As an add-on, I prepare a mushed avocado topping that uses finely chopped cilantro roots, turmeric and black pepper, and freshly squeezed lime juice. A dollop of the avocado and chopped fresh cilantro serve as garnish to this delicious dish! We enjoy this hearty dish with my friend’s daughter, and a couple of glasses of Paul Mas white wine from France.

Meal ideas & recipes from Whole Foods Market (their app is fantastic, with the On Hand feature, which gives you recipe ideas when you type in up to 3 ingredients that you have on hand).

Special Dish for the Week: Orange Cardamom Soup

As part of my (in the end) seven weeks of birthday celebrations, my dear friend from Hamburg (who previously brought me the taste of Fig and Green Peppercorn Soup) sent me—among other world-wide gastronomic specialties—some truffled cheese for the new recipe that she shared, which I make as the Special Dish for the Week:

Orange Cardamom Soup

Orange Cardamom Soup Special Ingredients

Orange Cardamom Soup Special Ingredients

The preparations of this soup begin with chopping some green spring onions (the original recipe calls only for the spring onion whites, but what the heck: why not the whole length?!). While these begin to sautée in some olive oil, I get busy dicing 3 carrots and a parsnip (again, the original recipe calls for some celery, but as I do not tolerate this admittedly very healthy veggie, I use a parsnip instead). I add these chopped veggies to the sautéeing onions for a few minutes. Then begins the reduction of 1 litre of orange juice—that’s right, orange juice! (I use the pulp kind, though the recipe calls for the no pulp variety. I figure the pulp one is healthier, and adds more fibre to the soup.) I submerge several cardamom pods inside a metal loose tea infuser ball (for easier removal of the inedible pod shells). The reduction of the orange juice takes a while!
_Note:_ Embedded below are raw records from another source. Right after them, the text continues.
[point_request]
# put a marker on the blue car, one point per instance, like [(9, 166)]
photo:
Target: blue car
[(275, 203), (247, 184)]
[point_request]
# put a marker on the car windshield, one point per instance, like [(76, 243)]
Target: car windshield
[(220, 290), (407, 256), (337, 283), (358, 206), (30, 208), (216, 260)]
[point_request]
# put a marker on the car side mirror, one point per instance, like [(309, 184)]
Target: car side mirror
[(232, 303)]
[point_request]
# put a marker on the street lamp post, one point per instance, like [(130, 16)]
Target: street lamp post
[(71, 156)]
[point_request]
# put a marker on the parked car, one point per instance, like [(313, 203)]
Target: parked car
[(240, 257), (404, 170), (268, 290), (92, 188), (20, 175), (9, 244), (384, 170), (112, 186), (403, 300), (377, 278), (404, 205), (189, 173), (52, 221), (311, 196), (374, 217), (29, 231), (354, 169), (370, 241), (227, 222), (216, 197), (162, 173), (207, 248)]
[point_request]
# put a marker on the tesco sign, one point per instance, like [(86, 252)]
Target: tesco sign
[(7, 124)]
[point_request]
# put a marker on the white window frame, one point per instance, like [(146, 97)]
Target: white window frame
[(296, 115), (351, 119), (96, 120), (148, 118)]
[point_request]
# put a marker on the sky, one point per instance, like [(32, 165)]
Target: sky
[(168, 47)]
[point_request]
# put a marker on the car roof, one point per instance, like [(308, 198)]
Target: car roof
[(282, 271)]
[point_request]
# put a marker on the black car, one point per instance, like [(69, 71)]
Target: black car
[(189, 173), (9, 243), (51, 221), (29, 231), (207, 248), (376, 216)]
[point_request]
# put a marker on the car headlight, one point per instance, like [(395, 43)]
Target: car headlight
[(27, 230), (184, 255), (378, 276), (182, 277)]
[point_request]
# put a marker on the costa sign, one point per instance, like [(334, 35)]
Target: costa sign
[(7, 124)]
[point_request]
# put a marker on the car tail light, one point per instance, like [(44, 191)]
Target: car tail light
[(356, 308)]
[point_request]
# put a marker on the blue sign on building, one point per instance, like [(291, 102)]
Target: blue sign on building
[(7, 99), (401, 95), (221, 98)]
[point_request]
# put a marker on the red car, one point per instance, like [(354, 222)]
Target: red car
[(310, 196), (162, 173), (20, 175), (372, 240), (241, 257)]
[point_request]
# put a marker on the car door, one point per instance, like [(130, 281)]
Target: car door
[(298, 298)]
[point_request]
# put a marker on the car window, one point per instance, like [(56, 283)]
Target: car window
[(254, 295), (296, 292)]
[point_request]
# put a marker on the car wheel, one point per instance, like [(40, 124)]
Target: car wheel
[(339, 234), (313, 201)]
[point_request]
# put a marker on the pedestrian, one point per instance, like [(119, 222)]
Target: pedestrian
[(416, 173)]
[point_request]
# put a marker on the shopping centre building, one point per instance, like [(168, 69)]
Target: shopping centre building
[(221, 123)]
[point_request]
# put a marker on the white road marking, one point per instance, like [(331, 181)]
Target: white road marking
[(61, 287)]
When the fructose in the orange juice has caramelizes, I add 1 litre of vegetable broth (the original recipe calls for beef broth), and 1/2 litre of coconut milk (again, the original recipe calls for 1/2 litre of 30% fat cream and 1/2 litre of 3.5% fat milk, but the non-dairy coconut milk is also more flavourful, so I use it instead). I question my cardamom pods (maybe they are not fresh; maybe the recipe meant that the seeds from the pod were to be added, and not the whole pod intact) as there is barely any hint of cardamom at the stage where the recipe calls for the removal of the pods. So, I remove them, but then peel away the shell and return the seeds to the soup—and in a taste test, I think the flavour is improved with the addition of these cardamom seeds. Next, I purée the soup ingredients into a smooth liquid consistency.

Orange Cardamom Soup

Orange Cardamom Soup

The soup is ready to serve, so I prepare the soup bowl by arranging several slices of truffled cheese and several slices of filleted orange. I pour the hot soup over these special ingredients. I decorate the dish with some drops of coconut milk, few sprinkles of powdered cardamom seeds, black pepper, and a spring of cilantro. (The original recipe calls for milk froth and an Italian crosini partially wrapped in a slice of jamón serrano—none of which I have, and I also don’t miss).

This soup is definitely enhanced with the truffled cheese! Wow, it adds such a neat and unique flavour. The soup is a little labourious to make (with the lengthy orange juice reduction), but the truffled cheese makes it a worthwhile taste sensation! For dessert, I indulge in a small spoonful of truffled honey—also a gift from another European-based friend. Thank you dear friends for your exotic culinary treats—by mail!